Desktop CPUs are AMD’s greatest strength, and laptop and enterprise CPUs are the two largest markets AMD has the opportunity to invade — and AMD has no plans to become complacent. Lisa Su says that AMD is placing a heavy focus on Zen 4 and Zen 5, and anticipates them being “extremely competitive” at a minimum.
It was asked, because core counts have remained the same for two generations, if the current numbers – eight for mobile, sixteen for mainstream, and sixty-four for enterprise – would become de facto limits. Lisa Su laughed the question away, confirming that “there will be more core counts in the future – I would not say those are the limits! It will come as we scale the rest of the system.”
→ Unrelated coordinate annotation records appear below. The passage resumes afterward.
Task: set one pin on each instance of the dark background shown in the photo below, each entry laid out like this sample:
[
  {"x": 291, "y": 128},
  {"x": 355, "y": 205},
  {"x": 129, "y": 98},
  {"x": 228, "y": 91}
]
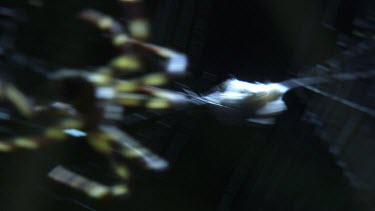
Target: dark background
[{"x": 216, "y": 165}]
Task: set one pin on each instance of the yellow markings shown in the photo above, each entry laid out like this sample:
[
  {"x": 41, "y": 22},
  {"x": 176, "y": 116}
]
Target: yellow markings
[
  {"x": 97, "y": 191},
  {"x": 100, "y": 78},
  {"x": 122, "y": 171},
  {"x": 71, "y": 123},
  {"x": 105, "y": 23},
  {"x": 126, "y": 62},
  {"x": 19, "y": 100},
  {"x": 130, "y": 153},
  {"x": 127, "y": 86},
  {"x": 4, "y": 147},
  {"x": 101, "y": 142},
  {"x": 55, "y": 133},
  {"x": 139, "y": 28},
  {"x": 120, "y": 40},
  {"x": 25, "y": 143},
  {"x": 119, "y": 190},
  {"x": 158, "y": 104},
  {"x": 156, "y": 79},
  {"x": 131, "y": 99}
]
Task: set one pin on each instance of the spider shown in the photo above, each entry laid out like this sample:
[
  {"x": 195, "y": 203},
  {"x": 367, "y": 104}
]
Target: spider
[{"x": 90, "y": 102}]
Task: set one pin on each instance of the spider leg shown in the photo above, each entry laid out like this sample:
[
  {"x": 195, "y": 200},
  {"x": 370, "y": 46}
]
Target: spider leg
[
  {"x": 53, "y": 134},
  {"x": 91, "y": 188},
  {"x": 113, "y": 138}
]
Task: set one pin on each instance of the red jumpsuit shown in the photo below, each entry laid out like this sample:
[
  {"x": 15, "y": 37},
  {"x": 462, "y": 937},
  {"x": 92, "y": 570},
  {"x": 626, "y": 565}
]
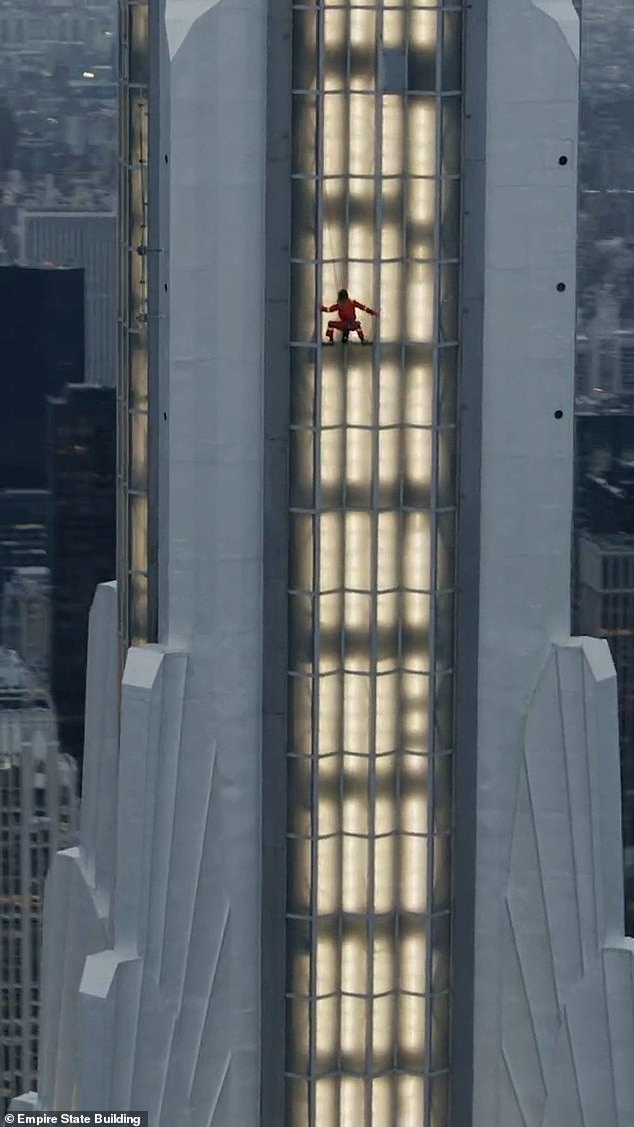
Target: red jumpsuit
[{"x": 348, "y": 321}]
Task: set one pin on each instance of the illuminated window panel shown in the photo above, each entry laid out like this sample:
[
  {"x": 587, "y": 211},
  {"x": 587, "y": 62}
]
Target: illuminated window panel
[
  {"x": 133, "y": 534},
  {"x": 373, "y": 489}
]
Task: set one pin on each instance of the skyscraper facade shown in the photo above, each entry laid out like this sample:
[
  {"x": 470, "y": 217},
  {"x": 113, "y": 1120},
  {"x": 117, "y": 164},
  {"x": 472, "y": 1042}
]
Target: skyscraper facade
[{"x": 354, "y": 771}]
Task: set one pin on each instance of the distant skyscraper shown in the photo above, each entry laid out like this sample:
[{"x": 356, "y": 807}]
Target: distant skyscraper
[
  {"x": 42, "y": 349},
  {"x": 367, "y": 864},
  {"x": 82, "y": 453},
  {"x": 26, "y": 619},
  {"x": 38, "y": 815},
  {"x": 87, "y": 240},
  {"x": 24, "y": 530}
]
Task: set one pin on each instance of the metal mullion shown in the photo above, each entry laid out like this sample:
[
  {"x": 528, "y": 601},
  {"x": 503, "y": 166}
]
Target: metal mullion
[
  {"x": 454, "y": 578},
  {"x": 317, "y": 579},
  {"x": 374, "y": 566},
  {"x": 434, "y": 577}
]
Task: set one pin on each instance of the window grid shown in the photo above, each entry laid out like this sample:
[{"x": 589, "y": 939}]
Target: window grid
[{"x": 373, "y": 504}]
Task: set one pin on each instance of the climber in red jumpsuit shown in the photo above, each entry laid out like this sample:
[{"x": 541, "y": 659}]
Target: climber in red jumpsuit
[{"x": 348, "y": 322}]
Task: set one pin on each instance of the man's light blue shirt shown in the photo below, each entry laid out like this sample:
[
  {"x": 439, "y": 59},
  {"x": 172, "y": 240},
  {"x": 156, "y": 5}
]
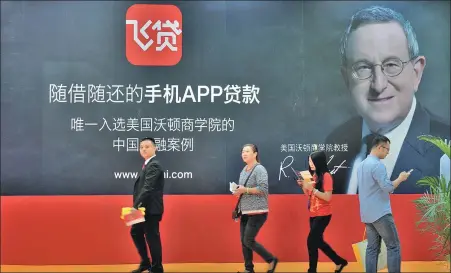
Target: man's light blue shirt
[{"x": 374, "y": 188}]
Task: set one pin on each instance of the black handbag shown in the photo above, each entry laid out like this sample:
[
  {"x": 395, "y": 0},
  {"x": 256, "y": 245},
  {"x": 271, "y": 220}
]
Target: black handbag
[{"x": 236, "y": 213}]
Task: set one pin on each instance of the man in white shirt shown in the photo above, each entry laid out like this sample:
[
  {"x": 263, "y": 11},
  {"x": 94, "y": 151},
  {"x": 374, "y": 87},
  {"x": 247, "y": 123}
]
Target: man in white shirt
[{"x": 382, "y": 69}]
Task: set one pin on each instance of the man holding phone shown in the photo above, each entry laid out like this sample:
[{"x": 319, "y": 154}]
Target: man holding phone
[{"x": 375, "y": 208}]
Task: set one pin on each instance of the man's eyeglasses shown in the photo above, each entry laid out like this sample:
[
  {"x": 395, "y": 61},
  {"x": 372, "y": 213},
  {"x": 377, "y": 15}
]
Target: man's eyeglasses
[{"x": 391, "y": 68}]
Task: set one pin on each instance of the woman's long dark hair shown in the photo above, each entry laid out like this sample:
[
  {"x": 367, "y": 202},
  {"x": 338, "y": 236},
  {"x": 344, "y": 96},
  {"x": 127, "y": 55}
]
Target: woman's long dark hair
[
  {"x": 319, "y": 159},
  {"x": 254, "y": 149}
]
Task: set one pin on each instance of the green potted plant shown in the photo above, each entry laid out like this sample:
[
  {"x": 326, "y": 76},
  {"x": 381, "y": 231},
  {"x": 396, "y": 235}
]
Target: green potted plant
[{"x": 434, "y": 205}]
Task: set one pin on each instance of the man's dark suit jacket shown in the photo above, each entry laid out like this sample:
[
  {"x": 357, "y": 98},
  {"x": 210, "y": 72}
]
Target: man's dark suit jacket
[
  {"x": 415, "y": 154},
  {"x": 148, "y": 190}
]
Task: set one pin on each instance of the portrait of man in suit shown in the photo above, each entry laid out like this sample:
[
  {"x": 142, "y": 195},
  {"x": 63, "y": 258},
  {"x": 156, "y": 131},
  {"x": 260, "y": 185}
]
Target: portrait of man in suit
[
  {"x": 148, "y": 193},
  {"x": 382, "y": 69}
]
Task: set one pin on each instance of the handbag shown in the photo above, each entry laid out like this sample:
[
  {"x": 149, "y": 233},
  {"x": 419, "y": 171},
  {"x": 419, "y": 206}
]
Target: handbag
[
  {"x": 360, "y": 253},
  {"x": 236, "y": 213}
]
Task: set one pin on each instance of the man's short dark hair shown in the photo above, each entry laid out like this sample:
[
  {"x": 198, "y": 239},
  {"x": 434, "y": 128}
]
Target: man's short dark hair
[
  {"x": 378, "y": 139},
  {"x": 148, "y": 138}
]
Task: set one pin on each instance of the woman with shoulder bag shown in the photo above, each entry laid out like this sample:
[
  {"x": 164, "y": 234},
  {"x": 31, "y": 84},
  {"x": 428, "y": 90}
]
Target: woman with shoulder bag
[
  {"x": 319, "y": 192},
  {"x": 252, "y": 207}
]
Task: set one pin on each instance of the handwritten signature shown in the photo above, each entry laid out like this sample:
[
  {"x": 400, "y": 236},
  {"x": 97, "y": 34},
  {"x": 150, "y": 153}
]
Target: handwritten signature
[{"x": 289, "y": 160}]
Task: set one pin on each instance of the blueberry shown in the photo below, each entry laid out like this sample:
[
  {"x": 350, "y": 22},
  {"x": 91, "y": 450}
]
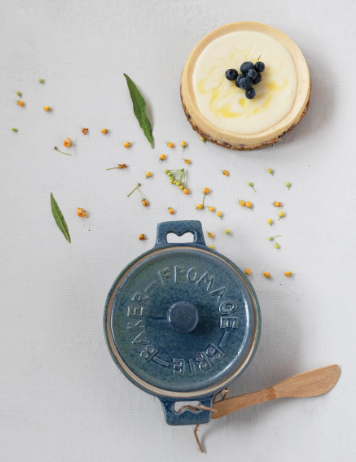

One of the ways Intel plans on adding cores is by mixing up technologies; they’re including high-performance and high-efficiency cores in their Alder Lake CPUs. AMD doesn’t plan on pursuing this route, and Lisa Su pointed out that their current designs already scale “very well from entry to enterprise, with the right mix of power, performance, and die area.”
AMD does foresee an increase in specialization over “the next couple of years” but Su believes that they’re already equipped to handle the challenges. Pointing at consoles, she said that “AMD has a strong semi-custom division to meet those opportunities.” She also reiterated her faith in x86, as opposed to the more malleable Arm, describing it as a “strong ecosystem” that merits a heavy investment.
However, AMD can’t continue to invest in new products without securing the capacity to manufacture them. AMD do have new GPUs and Milan Epyc processors launching soon. Sadly, AMD are anticipating “tightness in the first half of the year” that will only abate in time for the next round of CPUs and GPUs in the second half of 2021.
Fortunately, AMD do expect that prices will begin to decrease as tariff countermeasures come into effect and Covid-19 issues decrease. They’re also willing to undercut OEMs with reference design GPUs (which is pretty funny, if you think about it).
To prevent future supply problems, AMD have invested in the construction of new equipment and facilities. They’ll be prepared to handle this level of demand for future launches.